Her shoes, wardrobe, hair and makeup each time she walks out the door can't be an afterthought, says Mellon. She's wearing a leopard-print sheath and pointy-toe patent pumps on this day for an interview in a plush private room at the Saks Fifth Avenue flagship on Fifth Avenue before a public appearance to promote the new Choo fragrance.
"I do have to think about how I look _ and it's really in you or it isn't if you care _ but I have to be the brand," she says. It's not all black tie and red carpet, mind you, she says, although those are the photos people will see. But when she goes to the office, the outfit will still be chic, fashion-forward and "on the right side of sexy" _ complemented with her biker boots.
Anamaria Wilson, fashion news director for Harper's Bazaar, says Mellon's stamp is all over every piece. "The collection is chic and refined, but with a sexy sensibility _ much like Tamara herself."
If she wouldn't wear something, there's really no point in offering it to other women, right?

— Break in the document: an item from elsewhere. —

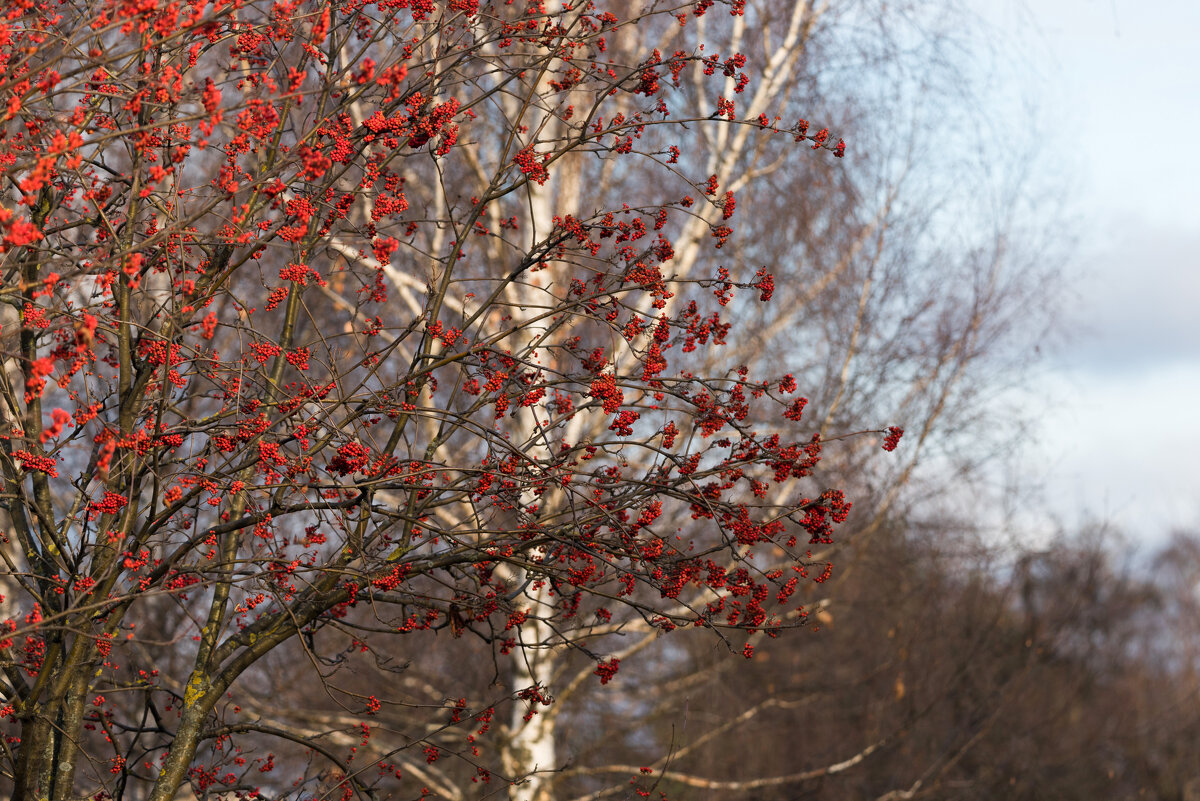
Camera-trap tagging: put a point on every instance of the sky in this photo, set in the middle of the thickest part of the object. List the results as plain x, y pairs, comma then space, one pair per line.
1117, 89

Mellon wonders aloud. "If you think you can rely on some sort of science for all this, you will make a mistake. Fashion is about emotion. It's about, `What do I want?' and `What do women want?'"
Considering the number of shoppers lined up to speak to Mellon on Saks' first floor _ definitely dozens _ it seems Mellon hears regularly from customers. They want fashion advice, style tips and even guidance on what shoes to wear for their wedding day.
Her answer _ to all of them: "My favorite thing to tell people is, `Dare to do it and don't be afraid.'"
Mellon was accessories editor at British Vogue back in 1996 when she sensed the opening for a new collection of luxury-label shoes to rival the likes of Manolo Blahnik. Jimmy Choo, the man, had a reputation of craftsmanship for his small couture-level business based in East London.
They launched the brand together, moving production to Italy and courting retailers as well as opening their own boutique. Equinox Luxury Holdings bought him out of his share in 2001, and in 2007, a private equity firm bought a majority of shares, although Mellon retains creative control.
She knew she had a success on her hands, er, feet, when, in 1998, a flood of boxes arrived at the Motcomb Street store and she was surrounded by what she felt were little works of wearable art. "That's when my vision came to life," Mellon says. "I can still get that excited _ you know when you get that rush when you feel you've got it right."
Mellon says it took years to develop the fragrance because it had to be the perfect blend, one that she thinks she and her customers will want to wear on a daily basis for years to come. She wanted it "sensual _ and not weak in any way," she explains, ultimately settling on a scent dominated by orchid and patchouli notes.
She'll spray it on every time she's about to disembark a plane to her next destination, hoping it'll become part of the signature style that is Tamara Mellon _ and Jimmy Choo.